Misalnya, fungsi pelindung dari protein adalah pembentukan antibodi - antibodi yang diproduksi oleh limfosit. protein pelindung seperti seperti trombin, fibrin dan tromboblastin memberikan pembekuan darah dan mencegah kerugian dalam trauma dan cedera. Komposisi kompleks sel termasuk protein membran sel memiliki kemampuan untuk mengenali senyawa asing - antigen. Mereka mengubah konfigurasi dan sel laporan dari potensi bahaya (fungsi alarm).

Beberapa protein memiliki fungsi pengaturan dan hormon, seperti oxytocin yang diproduksi oleh hipotalamus, hipofisis dilindungi. Melanjutkan dari itu ke dalam darah, oksitosin bertindak pada dinding otot rahim, menyebabkan pengurangan. protein vasopressin juga melayani fungsi regulasi dengan mengendalikan tekanan darah.

Sel-sel otot aktin dan myosin, mampu menyusut, yang menyebabkan fungsi motorik dari jaringan otot. Untuk protein, fungsi yang khas dan trofik, misalnya, albumin embrio digunakan sebagai nutrisi untuk pembangunan. protein darah dari berbagai organisme, seperti hemoglobin dan hemocyanin, molekul oksigen ditransfer - beroperasi fungsi transportasi. Jika lebih memakan energi zat seperti karbohidrat dan lipid, sepenuhnya digunakan, sel mulai memecah protein. Satu gram bahan ini 17 memberikan 2 kJ energi. Salah satu fungsi yang paling penting dari protein adalah katalitik (protein, enzim mempercepat reaksi kimia dalam kompartemen sitoplasma). Berdasarkan uraian di atas, kita telah melihat bahwa protein memiliki sejumlah fungsi yang sangat penting dan bagian penting dari sel hewan.

sintesis protein

Pertimbangkan proses sintesis protein dalam sel, yang terjadi dalam sitoplasma melalui organel seperti ribosom. Berkat aktivitas enzim tertentu, dengan partisipasi dari ion kalsium ribosom menggabungkan untuk polysomes. Fungsi utama dari ribosom dalam sel - sintesis molekul protein, memulai proses transkripsi. Sebagai hasil dari itu disintesis molekul mRNA, yang melekat polysomes. Kemudian mulai sidang kedua - siaran. Transportasi RNA mengikat dua puluh jenis asam amino dan membawa mereka ke polysomes, dan karena fungsi ribosom dalam sel - sintesis polipeptida, organel ini membentuk kompleks dengan tRNA, dan molekul asam amino yang dihubungkan oleh ikatan peptida untuk membentuk makromolekul protein.
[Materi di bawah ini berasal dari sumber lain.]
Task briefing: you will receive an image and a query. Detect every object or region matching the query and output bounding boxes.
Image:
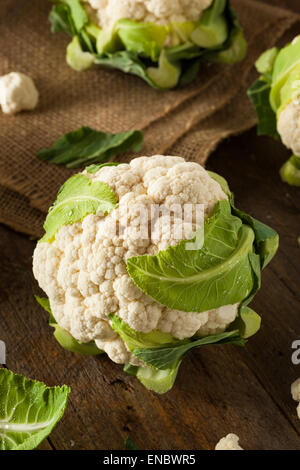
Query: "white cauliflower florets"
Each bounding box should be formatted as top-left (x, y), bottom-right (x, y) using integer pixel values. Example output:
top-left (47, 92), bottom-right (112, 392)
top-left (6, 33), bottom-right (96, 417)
top-left (85, 0), bottom-right (213, 29)
top-left (291, 379), bottom-right (300, 419)
top-left (0, 72), bottom-right (39, 114)
top-left (33, 156), bottom-right (238, 363)
top-left (277, 97), bottom-right (300, 156)
top-left (215, 434), bottom-right (243, 450)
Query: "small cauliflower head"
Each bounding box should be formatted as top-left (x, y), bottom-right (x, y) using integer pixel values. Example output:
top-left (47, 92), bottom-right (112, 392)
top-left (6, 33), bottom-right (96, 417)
top-left (291, 379), bottom-right (300, 419)
top-left (0, 72), bottom-right (39, 114)
top-left (85, 0), bottom-right (213, 29)
top-left (277, 96), bottom-right (300, 156)
top-left (215, 434), bottom-right (243, 450)
top-left (33, 155), bottom-right (238, 364)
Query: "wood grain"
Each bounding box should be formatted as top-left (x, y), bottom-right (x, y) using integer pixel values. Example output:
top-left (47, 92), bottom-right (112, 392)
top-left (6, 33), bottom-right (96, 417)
top-left (0, 0), bottom-right (300, 450)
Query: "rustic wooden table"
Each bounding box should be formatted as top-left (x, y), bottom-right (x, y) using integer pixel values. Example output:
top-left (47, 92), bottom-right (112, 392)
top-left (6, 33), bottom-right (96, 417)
top-left (0, 0), bottom-right (300, 450)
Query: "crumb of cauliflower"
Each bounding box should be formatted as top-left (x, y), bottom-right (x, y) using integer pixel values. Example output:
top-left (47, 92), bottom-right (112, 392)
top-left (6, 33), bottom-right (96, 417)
top-left (215, 434), bottom-right (243, 450)
top-left (85, 0), bottom-right (213, 29)
top-left (277, 97), bottom-right (300, 156)
top-left (291, 379), bottom-right (300, 419)
top-left (33, 155), bottom-right (238, 364)
top-left (0, 72), bottom-right (39, 114)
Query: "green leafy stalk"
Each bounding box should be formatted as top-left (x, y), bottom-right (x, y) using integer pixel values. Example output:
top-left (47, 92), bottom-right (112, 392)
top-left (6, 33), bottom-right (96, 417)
top-left (133, 331), bottom-right (245, 370)
top-left (280, 155), bottom-right (300, 187)
top-left (0, 369), bottom-right (70, 450)
top-left (124, 436), bottom-right (140, 450)
top-left (38, 127), bottom-right (143, 168)
top-left (247, 78), bottom-right (279, 139)
top-left (248, 36), bottom-right (300, 186)
top-left (50, 0), bottom-right (246, 89)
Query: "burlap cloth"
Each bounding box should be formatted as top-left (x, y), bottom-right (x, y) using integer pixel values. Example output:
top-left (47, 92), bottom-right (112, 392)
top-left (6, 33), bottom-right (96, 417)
top-left (0, 0), bottom-right (299, 237)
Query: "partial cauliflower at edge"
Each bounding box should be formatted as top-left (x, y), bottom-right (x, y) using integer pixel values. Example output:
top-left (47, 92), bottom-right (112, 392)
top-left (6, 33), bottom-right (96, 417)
top-left (277, 97), bottom-right (300, 156)
top-left (33, 156), bottom-right (238, 364)
top-left (85, 0), bottom-right (213, 29)
top-left (0, 72), bottom-right (39, 114)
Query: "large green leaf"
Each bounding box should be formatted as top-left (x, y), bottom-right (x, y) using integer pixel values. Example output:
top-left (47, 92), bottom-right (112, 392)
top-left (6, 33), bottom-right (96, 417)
top-left (50, 0), bottom-right (246, 89)
top-left (247, 79), bottom-right (279, 138)
top-left (40, 174), bottom-right (117, 242)
top-left (38, 126), bottom-right (143, 168)
top-left (95, 51), bottom-right (159, 88)
top-left (127, 201), bottom-right (254, 312)
top-left (0, 369), bottom-right (70, 450)
top-left (133, 330), bottom-right (245, 370)
top-left (110, 315), bottom-right (245, 394)
top-left (280, 155), bottom-right (300, 187)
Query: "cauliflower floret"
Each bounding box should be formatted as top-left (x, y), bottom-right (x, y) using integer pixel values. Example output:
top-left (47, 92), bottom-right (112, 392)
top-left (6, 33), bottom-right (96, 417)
top-left (277, 97), bottom-right (300, 156)
top-left (0, 72), bottom-right (39, 114)
top-left (33, 155), bottom-right (238, 364)
top-left (85, 0), bottom-right (213, 29)
top-left (291, 379), bottom-right (300, 419)
top-left (215, 434), bottom-right (243, 450)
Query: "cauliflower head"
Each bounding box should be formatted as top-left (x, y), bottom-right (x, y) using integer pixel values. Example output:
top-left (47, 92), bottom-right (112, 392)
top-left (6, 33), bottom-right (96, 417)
top-left (0, 72), bottom-right (39, 114)
top-left (85, 0), bottom-right (213, 29)
top-left (33, 155), bottom-right (238, 364)
top-left (291, 379), bottom-right (300, 419)
top-left (215, 434), bottom-right (243, 450)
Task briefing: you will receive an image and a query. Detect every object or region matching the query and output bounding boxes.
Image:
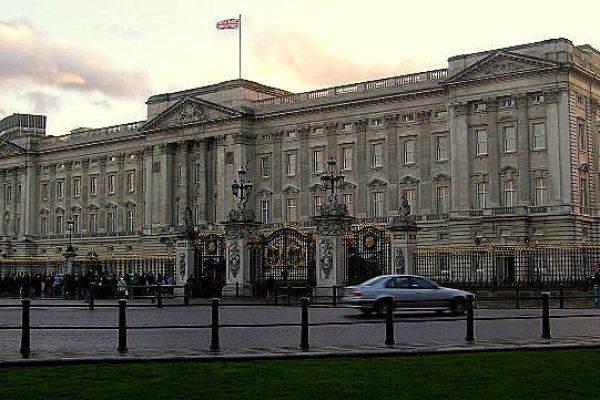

Peran air dalam metabolisme

Studi sitologi telah mengkonfirmasi fakta bahwa struktur sel dan komposisi yang kita mempelajari, rata-rata 70% air, dan dalam banyak hewan, memimpin cara air kehidupan (misalnya, coelenterates) isinya mencapai 97-98%. Dalam pandangan ini organisasi kimia sel termasuk hidrofilik (mampu melarutkan) dan hidrofobik (menolak air) material. Sebagai pelarut polar universal, air memainkan peran penting dan memiliki dampak langsung tidak hanya pada fungsi, tetapi juga dalam sangat struktur sel. Tabel di bawah menunjukkan kadar air dalam berbagai jenis sel dari organisme hidup.

Fungsi karbohidrat dalam sel

Seperti yang kita dijelaskan sebelumnya, untuk penting organik kimia - polimer - juga karbohidrat. Ini termasuk polisakarida, oligosakarida dan monosakarida. Karbohidrat adalah bagian dari sistem yang kompleks lebih - glikolipid dan glikoprotein, yang terbuat dari membran sel dan struktur nadmembrannye, misalnya glikokaliks.

Selanjutnya karbon dalam karbohidrat termasuk atom Hidrogen dan oksigenasi, dan beberapa polisakarida mengandung lebih nitrogen, sulfur dan fosfor. Sel-sel dari banyak tanaman karbohidrat: umbi kentang mengandung hingga 90% pati dalam biji dan konten buah karbohidrat hingga 70%, dan sel-sel hewan yang ditemukan dalam bentuk senyawa seperti glikogen, kitin dan trehalosa.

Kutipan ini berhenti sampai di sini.